Imaginez un territoire où l’eau potable se fait rare, où la nuit tombe sans électricité, et où les salles de classe ressemblent à des abris de fortune. Ce n’est pas un scénario fictif, mais le quotidien de dizaines de milliers de personnes à Walikale, dans le Nord-Kivu. Alors que ce territoire célèbre ses 72 ans d’existence, ses enfants, réunis pour réfléchir à son avenir, dressent un bilan amer : malgré des ressources naturelles immenses, le développement est un mot vide de sens ici. Les infrastructures scolaires et sanitaires sont précaires, et les besoins de base restent insatisfaits. Que signifie fêter un anniversaire quand les fondamentaux manquent ?
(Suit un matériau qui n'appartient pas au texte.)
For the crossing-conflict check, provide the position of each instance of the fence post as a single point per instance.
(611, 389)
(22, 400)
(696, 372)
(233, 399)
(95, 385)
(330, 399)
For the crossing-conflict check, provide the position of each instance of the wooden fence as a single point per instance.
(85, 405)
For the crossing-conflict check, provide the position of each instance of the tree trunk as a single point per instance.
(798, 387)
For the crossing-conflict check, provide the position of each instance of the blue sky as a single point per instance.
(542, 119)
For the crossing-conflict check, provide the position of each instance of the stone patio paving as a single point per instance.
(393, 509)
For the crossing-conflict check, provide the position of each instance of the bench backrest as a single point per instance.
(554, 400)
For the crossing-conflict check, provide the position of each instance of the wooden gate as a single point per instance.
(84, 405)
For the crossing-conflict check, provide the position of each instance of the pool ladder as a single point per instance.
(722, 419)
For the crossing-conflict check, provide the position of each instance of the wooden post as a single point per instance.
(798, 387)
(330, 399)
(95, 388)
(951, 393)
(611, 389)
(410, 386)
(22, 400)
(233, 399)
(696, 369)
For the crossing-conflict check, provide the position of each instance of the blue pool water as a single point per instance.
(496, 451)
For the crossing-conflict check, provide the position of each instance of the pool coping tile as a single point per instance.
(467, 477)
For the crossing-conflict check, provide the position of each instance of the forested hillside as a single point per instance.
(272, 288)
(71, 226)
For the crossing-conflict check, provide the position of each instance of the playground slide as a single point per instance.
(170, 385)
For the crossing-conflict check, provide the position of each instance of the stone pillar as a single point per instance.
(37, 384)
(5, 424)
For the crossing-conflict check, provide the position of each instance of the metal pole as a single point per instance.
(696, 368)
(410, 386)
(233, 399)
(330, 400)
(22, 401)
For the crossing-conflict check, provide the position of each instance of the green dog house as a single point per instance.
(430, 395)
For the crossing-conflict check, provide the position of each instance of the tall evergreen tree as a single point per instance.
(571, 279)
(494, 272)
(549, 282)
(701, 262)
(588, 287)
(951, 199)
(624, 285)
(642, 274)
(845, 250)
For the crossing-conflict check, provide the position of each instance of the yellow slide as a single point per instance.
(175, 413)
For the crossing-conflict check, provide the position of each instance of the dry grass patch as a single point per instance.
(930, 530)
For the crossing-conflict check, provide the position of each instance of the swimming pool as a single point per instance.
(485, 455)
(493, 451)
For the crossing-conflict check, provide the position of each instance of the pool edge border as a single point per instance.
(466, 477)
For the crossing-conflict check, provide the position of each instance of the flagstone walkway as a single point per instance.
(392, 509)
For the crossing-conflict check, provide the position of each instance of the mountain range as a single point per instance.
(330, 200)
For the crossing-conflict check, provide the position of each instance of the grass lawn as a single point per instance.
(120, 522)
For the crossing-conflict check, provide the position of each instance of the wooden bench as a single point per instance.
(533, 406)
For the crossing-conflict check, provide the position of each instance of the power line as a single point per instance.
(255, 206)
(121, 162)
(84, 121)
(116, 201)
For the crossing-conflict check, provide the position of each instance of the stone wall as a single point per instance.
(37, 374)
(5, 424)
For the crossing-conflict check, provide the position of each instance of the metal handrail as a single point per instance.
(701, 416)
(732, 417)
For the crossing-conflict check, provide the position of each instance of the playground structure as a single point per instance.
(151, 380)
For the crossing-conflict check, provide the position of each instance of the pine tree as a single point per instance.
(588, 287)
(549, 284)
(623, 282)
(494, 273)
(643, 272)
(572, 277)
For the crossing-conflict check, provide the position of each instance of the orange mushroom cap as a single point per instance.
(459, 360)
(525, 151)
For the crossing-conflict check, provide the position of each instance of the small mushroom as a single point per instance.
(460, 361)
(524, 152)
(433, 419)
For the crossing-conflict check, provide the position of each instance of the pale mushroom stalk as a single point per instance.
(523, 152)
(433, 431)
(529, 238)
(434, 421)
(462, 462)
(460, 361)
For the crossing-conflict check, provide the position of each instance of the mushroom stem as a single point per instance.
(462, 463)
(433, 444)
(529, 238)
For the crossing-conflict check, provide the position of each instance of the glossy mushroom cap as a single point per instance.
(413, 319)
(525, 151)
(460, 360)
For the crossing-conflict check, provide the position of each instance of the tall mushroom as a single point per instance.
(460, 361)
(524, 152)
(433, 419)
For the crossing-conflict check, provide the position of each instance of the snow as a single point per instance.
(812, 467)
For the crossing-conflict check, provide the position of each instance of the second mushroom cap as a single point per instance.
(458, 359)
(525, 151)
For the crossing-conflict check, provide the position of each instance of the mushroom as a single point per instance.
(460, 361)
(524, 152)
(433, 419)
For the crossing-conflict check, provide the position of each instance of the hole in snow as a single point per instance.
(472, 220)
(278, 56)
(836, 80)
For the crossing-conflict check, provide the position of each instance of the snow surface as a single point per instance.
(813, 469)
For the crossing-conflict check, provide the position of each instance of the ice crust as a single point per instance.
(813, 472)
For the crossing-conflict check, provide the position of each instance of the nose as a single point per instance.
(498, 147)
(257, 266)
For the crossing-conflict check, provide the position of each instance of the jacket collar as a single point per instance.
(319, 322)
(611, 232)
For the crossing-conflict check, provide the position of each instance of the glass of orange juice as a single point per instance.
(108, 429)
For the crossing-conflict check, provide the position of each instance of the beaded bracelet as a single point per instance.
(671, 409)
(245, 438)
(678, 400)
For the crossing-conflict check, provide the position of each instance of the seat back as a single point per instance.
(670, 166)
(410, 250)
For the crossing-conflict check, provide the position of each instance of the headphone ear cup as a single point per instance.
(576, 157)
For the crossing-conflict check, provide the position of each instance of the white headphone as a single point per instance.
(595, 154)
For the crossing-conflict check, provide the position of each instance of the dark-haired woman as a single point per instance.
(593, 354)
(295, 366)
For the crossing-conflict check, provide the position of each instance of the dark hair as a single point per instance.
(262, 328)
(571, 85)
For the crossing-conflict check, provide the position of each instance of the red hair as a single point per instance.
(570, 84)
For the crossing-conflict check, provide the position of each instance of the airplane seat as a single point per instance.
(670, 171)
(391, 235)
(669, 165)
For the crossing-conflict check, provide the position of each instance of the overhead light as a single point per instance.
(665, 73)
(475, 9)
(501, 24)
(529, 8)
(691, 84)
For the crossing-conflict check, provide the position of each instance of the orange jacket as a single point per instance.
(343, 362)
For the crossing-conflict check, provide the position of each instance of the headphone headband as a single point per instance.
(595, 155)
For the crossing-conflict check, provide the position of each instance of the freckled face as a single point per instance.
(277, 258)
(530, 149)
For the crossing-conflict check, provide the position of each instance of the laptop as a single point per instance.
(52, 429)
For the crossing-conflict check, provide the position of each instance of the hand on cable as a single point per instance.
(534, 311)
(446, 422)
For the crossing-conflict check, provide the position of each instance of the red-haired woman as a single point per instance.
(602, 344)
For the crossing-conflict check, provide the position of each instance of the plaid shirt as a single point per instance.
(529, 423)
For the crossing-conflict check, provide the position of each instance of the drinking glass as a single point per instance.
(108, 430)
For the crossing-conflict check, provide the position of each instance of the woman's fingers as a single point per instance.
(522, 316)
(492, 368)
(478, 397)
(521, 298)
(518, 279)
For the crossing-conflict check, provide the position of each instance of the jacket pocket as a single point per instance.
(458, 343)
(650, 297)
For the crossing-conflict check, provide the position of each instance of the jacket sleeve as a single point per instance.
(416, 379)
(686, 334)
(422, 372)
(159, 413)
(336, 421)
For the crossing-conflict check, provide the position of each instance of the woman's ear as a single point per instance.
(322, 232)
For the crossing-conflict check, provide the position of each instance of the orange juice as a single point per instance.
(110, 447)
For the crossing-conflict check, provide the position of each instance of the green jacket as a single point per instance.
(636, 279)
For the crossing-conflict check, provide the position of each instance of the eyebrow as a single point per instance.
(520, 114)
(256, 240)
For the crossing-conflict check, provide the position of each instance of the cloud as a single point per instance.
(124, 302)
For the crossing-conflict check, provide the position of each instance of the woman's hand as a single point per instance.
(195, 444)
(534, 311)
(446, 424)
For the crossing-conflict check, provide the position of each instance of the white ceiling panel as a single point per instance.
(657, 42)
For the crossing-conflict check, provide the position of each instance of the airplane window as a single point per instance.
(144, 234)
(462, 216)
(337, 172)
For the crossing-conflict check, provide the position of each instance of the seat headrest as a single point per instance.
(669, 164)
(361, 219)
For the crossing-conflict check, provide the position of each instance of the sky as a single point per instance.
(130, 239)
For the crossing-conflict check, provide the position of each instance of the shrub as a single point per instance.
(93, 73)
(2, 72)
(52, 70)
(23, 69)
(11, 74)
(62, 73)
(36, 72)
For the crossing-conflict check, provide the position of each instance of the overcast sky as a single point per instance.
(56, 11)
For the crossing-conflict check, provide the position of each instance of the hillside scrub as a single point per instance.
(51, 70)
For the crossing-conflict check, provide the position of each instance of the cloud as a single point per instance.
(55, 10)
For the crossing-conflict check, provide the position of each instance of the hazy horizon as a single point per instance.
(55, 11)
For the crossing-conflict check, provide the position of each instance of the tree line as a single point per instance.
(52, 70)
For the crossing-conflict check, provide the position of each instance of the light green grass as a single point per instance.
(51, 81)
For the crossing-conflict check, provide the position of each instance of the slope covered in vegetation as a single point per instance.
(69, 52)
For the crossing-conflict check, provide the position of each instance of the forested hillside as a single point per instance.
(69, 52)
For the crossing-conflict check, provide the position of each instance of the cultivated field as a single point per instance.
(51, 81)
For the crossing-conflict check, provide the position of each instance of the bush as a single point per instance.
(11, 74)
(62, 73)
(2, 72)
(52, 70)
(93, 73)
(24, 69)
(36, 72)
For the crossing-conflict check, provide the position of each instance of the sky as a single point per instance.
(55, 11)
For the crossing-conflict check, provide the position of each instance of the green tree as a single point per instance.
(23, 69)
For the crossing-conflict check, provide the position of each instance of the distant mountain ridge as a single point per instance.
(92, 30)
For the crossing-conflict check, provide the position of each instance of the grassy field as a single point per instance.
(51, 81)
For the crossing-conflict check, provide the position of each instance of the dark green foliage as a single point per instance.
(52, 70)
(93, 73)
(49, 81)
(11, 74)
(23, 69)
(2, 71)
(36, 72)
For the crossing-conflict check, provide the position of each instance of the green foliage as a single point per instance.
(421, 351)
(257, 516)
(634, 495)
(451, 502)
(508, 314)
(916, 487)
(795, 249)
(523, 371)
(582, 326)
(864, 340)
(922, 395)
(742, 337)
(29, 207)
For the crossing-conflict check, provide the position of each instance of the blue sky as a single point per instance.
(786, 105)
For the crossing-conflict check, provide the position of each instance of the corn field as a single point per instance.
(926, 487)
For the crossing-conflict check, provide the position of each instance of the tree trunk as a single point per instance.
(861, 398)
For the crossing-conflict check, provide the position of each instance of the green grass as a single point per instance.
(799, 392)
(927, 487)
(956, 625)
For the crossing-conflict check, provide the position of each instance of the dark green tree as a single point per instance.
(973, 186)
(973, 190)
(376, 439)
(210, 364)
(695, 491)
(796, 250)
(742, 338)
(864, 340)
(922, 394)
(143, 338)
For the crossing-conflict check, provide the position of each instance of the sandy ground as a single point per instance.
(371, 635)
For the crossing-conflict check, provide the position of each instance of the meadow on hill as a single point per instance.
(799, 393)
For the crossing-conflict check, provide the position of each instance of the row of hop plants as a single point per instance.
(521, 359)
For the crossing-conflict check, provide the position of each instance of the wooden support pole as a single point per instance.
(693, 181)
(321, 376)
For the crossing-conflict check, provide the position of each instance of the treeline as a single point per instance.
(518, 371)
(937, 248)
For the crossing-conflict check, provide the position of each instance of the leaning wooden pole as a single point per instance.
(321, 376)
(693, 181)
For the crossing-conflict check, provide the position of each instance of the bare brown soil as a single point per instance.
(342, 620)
Face à ce constat, une lueur d’espoir émerge. Les ressortissants de Walikale ont décidé de prendre leur destin en main avec un ambitieux plan décennal agriculture Nord-Kivu. Ce projet, qui couvre tous les secteurs mais place l’agriculture au cœur de sa stratégie, vise à transformer radicalement le territoire d’ici dix ans. Porté par des figures engagées comme Prince Kihangi, député provincial honoraire, il aspire à faire de Walikale un modèle d’autosuffisance alimentaire RDC. « On peut se développer uniquement à partir de l’agriculture », affirme-t-il avec conviction. L’objectif est clair : non seulement nourrir la population locale, mais aussi vendre les excédents pour générer des revenus.
Comment expliquer qu’un territoire aussi riche soit aujourd’hui à la traîne ? Sous la colonisation belge, Walikale était reconnu pour ses productions de thé, de café arabica et robusta. Où sont passées ces cultures après le départ du colonisateur ? Prince Kihangi s’interroge, soulignant le potentiel intact pour produire un café de qualité. Le plan décennal prévoit de redynamiser ces filières, en visant à faire de Walikale un grand producteur d’huile de palme, de cacao et de thé. « Au bout de dix ans, c’est possible », insiste-t-il, rappelant la gloire passée.
Pour y parvenir, la création d’environ cinq coopératives agricoles Kivu viables est jugée cruciale. « C’est à partir de ces coopératives que nous développerons l’agriculture et la pêche », explique Prince Kihangi. Ces structures collectives doivent permettre de mutualiser les moyens, d’améliorer les techniques et d’accéder aux marchés. Dans un contexte où la petite agriculture familiale peine souvent, ces coopératives pourraient être le levier d’une véritable révolution verte locale.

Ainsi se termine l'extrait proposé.